Capturing 1980s Belfast at the height of the Troubles
- Text by Miss Rosen
- Photography by Judah Passow

The Troubles reached a fever pitch in 1982, as the Irish National Liberation Army (INLA) struck hard, killing more British security forces than ever before. The grievous harm to the innocent was made plain on Thursday, September 16, when the INLA exploded a bomb hidden inside a drain pipe along a balcony in Cullingtree Walk, Divis Tower, Belfast.
Though aimed against a British Army foot patrol, the blast had the unintended effect of killing two local children, Stephen Bennet, 14, and Kevin Valliday, 12, along with soldier Kevin Waller, 20. Three other civilians and one soldier were also injured in the explosion.
It just so happened that earlier that year, Israeli photojournalist Judah Passow spent a couple of weeks documenting Divis Flats for the Observer magazine to create a portrait of a people and a place.
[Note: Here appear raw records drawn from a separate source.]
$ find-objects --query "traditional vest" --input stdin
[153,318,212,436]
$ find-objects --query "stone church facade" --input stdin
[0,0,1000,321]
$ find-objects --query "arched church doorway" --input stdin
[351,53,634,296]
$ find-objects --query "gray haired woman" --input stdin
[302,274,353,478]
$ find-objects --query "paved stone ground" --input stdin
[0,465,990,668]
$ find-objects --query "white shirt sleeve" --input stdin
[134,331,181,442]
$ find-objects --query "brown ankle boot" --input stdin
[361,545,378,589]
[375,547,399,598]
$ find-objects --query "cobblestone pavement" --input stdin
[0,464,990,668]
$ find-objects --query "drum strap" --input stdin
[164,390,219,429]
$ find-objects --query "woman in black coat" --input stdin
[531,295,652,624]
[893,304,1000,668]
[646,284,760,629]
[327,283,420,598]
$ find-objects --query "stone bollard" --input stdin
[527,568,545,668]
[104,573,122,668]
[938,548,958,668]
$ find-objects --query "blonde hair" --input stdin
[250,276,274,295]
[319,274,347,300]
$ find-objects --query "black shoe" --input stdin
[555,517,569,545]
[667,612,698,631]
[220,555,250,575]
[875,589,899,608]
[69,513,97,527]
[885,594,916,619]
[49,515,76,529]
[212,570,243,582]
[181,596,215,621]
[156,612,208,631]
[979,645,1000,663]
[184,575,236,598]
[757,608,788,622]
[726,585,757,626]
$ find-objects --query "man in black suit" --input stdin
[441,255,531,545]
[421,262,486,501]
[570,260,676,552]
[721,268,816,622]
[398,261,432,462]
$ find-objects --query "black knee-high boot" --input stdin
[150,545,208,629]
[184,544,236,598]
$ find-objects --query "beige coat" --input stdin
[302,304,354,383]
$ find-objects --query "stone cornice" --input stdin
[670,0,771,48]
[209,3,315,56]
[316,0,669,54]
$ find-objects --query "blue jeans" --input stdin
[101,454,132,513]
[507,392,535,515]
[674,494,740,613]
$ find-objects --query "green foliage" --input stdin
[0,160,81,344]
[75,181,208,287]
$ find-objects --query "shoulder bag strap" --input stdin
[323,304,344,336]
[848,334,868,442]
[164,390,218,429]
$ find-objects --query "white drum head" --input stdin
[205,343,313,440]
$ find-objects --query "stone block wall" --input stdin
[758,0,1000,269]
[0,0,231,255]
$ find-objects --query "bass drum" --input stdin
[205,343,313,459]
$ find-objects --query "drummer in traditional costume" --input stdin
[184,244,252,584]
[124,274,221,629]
These photographs have been published in Divis Flats Belfast 1982 (Café Royal Books).

The story came about one Saturday evening in January, when Passow read a report by the European Union that named Divis Flats as the worst public housing in Europe.
He remembers, “This story had all the ingredients for a remarkable essay: appalling housing conditions, teenage car-jacking gangs, elderly residents abandoned by a dysfunctional sectarian municipal welfare system, lethal rivalry between paramilitary organisations, British soldiers patrolling the neighbourhood – and, lousy weather.”
Passow, who had been covering the Soviet invasion of Afghanistan, the Israeli invasion of Lebanon, and the Palestinian uprising in Gaza and on the West Bank, came to Divis with an open mind. “I had no particular political or sectarian agenda,” he says.
“I was drawn to Divis by the need to understand why people have a seemingly limitless capacity for inflicting pain on each other. All kinds of pain – physical, emotional, spiritual, psychological. During my time there, I came to see Divis as a sort of metaphor, as a smaller, local version of the larger, disturbing world, as a war zone, as a place of material poverty and social deprivation.”

Passow took great care to create mutual empathy and earn the respect of his subjects. “Once that trust has been established, people take you into their confidence and into their lives.”
The photographer learned how residents fought back against a public housing system that only exacerbated their problems. His photographs bear witness to their striving to maintain dignity, sanity, and humanity amidst poverty and strife.
“The biggest problem I faced was trying to show the IRA’s relationship to a story about urban deprivation. I needed to earn enough trust by the paramilitary ranks living in the flats to move beyond the access they gave me to their family life, and on to their role as foot soldiers in a grim political battle,” he says.
“It took a while, but when that moment arrived, I felt that the story would now be able to tell itself with journalistic substance and authority. Taking pictures in these fraught situations demands that a photographer bring passion and commitment to using the camera as a tool for asking uncomfortable questions in the search for truth.”



Divis Flats Belfast 1982 is out now on Café Royal Books.